Licenciement d’un agent contractuel de la fonction publique : la question de l’obligation d’audition préalable est relancée

Le 01 août 2017Secteur public

Les fonctionnaires statutaires qui, en raison de leur comportement, peuvent se voir infliger une mesure individuelle grave, ont le droit d’être entendus préalablement à l’adoption de celle-ci.

Selon un arrêt de la Cour constitutionnelle du 6 juillet 2017, ce principe est également applicable aux agents contractuels de la fonction publique lorsque ces derniers sont menacés d’un licenciement en raison, par exemple, d’une évaluation négative portant sur leur comportement.

Cet arrêt est d’intérêt car, depuis un arrêt de la Cour de cassation du 12 octobre 2015, il était admis que les principes généraux de bonne administration, parmi lesquels l’obligation d’audition préalable, n’étaient pas applicables aux agents contractuels de la fonction publique.

1. Discussions antérieures

Les principes généraux de bonne administration, dont fait partie l’obligation d’audition préalable, constituent des règles développées par la jurisprudence qu’une autorité publique doit respecter lorsqu’elle adopte une décision unilatérale. Ces principes visent à protéger les sujets de droit contre l’arbitraire de l’autorité.

Un employeur public doit notamment respecter ces principes dans le cadre de sa relation avec le personnel statutaire.

Il existait des divergences, en doctrine et en jurisprudence, sur le fait que ces principes étaient ou non applicables en cas de licenciement d’un agent contractuel de la fonction publique.

La Cour de cassation, par un arrêt du 12 octobre 2015, a cependant dit pour droit que les principes généraux de bonne administration n’étaient pas applicables dans le cas précité, au motif que la loi relative aux contrats de travail offrait des garanties suffisantes contre l’arbitraire.

Néanmoins, la question s’est, récemment, à nouveau posée devant le Tribunal du travail francophone de Bruxelles, sous l’angle suivant : le fait qu’un agent contractuel, menacé de licenciement en raison de son comportement, ne dispose pas du droit d’être entendu préalablement à cette décision n’est-il pas constitutif de traitement discriminatoire ? L’agent statutaire, se trouvant dans une situation comparable, dispose en effet du droit d’être entendu préalablement. Le Tribunal a dès lors soumis cette question à la Cour constitutionnelle.

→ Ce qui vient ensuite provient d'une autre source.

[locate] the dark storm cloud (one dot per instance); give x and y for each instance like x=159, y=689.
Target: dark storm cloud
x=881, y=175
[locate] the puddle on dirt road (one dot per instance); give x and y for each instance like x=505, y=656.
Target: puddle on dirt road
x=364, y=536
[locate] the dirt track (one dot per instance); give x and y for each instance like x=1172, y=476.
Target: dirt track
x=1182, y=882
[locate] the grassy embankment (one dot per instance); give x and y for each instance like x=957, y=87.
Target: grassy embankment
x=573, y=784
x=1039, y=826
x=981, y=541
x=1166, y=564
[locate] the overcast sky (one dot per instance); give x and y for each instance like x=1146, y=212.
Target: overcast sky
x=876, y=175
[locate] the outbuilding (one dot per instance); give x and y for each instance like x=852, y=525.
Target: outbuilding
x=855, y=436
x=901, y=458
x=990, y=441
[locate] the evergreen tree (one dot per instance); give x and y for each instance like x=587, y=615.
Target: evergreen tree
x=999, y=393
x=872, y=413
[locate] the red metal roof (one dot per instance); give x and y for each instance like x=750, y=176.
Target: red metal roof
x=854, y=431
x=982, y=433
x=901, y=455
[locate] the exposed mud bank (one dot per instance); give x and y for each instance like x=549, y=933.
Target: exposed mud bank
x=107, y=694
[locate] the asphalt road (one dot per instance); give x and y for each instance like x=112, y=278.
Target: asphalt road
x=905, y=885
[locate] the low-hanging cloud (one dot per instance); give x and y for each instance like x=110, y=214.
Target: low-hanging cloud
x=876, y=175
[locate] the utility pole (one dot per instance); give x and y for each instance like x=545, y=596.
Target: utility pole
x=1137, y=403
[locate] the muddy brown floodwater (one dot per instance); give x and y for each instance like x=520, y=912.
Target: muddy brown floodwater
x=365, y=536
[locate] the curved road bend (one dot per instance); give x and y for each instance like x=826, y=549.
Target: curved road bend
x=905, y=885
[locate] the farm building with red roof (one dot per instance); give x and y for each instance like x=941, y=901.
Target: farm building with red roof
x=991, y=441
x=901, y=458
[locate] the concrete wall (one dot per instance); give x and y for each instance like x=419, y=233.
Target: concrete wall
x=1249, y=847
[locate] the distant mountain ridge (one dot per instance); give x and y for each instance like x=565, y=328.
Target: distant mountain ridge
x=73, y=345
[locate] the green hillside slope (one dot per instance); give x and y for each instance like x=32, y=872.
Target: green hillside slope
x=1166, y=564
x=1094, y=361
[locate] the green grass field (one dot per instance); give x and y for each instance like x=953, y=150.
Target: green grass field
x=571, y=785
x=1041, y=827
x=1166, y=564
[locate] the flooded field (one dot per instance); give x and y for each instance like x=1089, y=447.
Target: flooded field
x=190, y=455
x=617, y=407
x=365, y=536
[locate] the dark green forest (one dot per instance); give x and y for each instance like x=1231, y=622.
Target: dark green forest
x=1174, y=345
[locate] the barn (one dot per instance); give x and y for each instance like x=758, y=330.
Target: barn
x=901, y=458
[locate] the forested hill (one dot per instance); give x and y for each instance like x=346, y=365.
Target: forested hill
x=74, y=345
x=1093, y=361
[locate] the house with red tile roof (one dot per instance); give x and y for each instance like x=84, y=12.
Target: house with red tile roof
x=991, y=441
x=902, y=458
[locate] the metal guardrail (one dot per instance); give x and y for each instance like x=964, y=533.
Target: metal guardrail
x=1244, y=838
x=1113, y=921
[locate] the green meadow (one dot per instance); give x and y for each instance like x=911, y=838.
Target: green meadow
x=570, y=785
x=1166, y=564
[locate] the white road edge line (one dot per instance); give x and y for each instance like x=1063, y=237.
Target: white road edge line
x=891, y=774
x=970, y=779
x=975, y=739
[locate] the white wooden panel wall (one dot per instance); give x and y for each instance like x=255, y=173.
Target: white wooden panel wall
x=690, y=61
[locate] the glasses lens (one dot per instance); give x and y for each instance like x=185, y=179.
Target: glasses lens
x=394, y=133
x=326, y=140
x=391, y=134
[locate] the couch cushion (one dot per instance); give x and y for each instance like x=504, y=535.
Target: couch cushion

2. Décision de la Cour constitutionnelle

Le principe général de bonne administration « audi alteram partem » (incluant l’obligation d’audition préalable) oblige l’employeur public à entendre préalablement la personne contre qui une mesure grave est envisagée, en raison de son comportement. Cette personne dispose donc de la possibilité de faire valoir ses observations et d’exercer son droit de défense.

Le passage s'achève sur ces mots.